The equation \( \hat{y}=1.2676 x+79.6645 \) models Fred's systolic blood pressure, in mm/HG, over his life span, where \( x \) is Fred's age. According to the regression equation, what is the approximate systolic blood pressure of Fred at the age of 55 ? about \( 135 \mathrm{~mm} / \mathrm{HG} \) about \( 149 \mathrm{~mm} / \mathrm{HG} \) about \( 159 \mathrm{~mm} / \mathrm{HG} \) about \( 165 \mathrm{~mm} / \mathrm{HG} \)

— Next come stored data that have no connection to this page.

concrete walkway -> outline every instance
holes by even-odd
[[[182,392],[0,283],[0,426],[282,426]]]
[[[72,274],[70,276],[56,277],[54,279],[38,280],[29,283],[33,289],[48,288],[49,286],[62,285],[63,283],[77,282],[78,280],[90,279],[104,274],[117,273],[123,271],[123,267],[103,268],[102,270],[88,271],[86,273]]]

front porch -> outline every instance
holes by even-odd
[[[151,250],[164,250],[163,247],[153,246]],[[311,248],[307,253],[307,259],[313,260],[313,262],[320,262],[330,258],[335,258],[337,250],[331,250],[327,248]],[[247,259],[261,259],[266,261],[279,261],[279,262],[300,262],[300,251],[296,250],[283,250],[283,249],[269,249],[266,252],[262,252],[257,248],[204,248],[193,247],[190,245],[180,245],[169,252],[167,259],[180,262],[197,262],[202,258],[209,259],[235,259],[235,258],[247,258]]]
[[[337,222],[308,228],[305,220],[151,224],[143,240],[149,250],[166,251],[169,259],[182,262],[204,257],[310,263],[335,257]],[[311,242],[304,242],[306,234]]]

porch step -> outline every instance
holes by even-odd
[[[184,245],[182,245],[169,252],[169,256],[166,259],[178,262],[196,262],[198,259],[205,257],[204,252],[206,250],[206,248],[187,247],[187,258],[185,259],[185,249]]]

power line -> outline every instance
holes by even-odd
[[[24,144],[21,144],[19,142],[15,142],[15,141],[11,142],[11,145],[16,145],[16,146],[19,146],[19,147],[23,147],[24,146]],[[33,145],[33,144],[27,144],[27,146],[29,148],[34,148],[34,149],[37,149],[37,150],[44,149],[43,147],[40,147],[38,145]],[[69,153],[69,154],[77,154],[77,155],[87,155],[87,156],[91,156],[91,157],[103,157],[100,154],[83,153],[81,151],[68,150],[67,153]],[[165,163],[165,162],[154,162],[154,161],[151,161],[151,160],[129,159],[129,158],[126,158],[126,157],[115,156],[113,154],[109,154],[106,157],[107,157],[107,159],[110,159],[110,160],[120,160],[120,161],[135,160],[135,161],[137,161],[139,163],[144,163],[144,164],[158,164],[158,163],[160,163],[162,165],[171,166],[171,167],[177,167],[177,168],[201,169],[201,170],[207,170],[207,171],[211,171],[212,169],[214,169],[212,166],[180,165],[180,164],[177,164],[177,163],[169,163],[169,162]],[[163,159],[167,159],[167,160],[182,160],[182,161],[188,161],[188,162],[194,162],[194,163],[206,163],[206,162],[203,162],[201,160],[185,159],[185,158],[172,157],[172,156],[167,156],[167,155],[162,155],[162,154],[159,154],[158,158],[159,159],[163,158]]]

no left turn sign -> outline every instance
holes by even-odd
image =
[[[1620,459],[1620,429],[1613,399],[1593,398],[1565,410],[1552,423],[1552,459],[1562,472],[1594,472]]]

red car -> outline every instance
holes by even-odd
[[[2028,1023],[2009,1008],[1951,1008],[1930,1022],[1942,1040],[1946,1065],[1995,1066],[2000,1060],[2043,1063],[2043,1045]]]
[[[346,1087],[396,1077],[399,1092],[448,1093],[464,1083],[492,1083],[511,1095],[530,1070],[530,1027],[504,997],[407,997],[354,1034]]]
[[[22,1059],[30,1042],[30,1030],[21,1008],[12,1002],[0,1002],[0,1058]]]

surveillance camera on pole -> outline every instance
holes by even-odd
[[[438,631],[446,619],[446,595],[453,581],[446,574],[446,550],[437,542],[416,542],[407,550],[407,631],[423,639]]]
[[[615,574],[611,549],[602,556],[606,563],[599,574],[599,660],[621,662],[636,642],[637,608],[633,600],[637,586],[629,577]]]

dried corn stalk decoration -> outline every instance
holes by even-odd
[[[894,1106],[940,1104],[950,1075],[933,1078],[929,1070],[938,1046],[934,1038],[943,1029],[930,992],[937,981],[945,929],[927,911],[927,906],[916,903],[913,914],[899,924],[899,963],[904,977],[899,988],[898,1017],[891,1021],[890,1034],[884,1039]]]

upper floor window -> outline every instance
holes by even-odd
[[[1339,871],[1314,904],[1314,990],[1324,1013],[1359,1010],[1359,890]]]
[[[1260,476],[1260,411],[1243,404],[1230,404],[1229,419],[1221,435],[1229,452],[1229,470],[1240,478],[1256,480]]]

To find Fred's systolic blood pressure at the age of 55, we can substitute \( x = 55 \) into the equation \( \hat{y} = 1.2676 \cdot x + 79.6645 \). Calculating: \[ \hat{y} = 1.2676 \cdot 55 + 79.6645 \approx 69.708 + 79.6645 \approx 149.3725 \text{ mm/HG} \] So, the approximate systolic blood pressure of Fred at the age of 55 is about \( 149 \mathrm{~mm} / \mathrm{HG} \). Over the years, various factors influence blood pressure, including lifestyle choices, diet, and stress levels. Understanding how these factors interact with age can empower individuals to maintain a healthier lifestyle. So, while the regression model gives a prediction, it's essential to consider personal health habits! When interpreting regression equations, it's easy to overlook the importance of context. Always remember that these models provide estimates based on historical data and may not account for sudden lifestyle changes or health conditions. Making lifestyle adjustments proactively can lead to better outcomes than simply relying on predicted trends!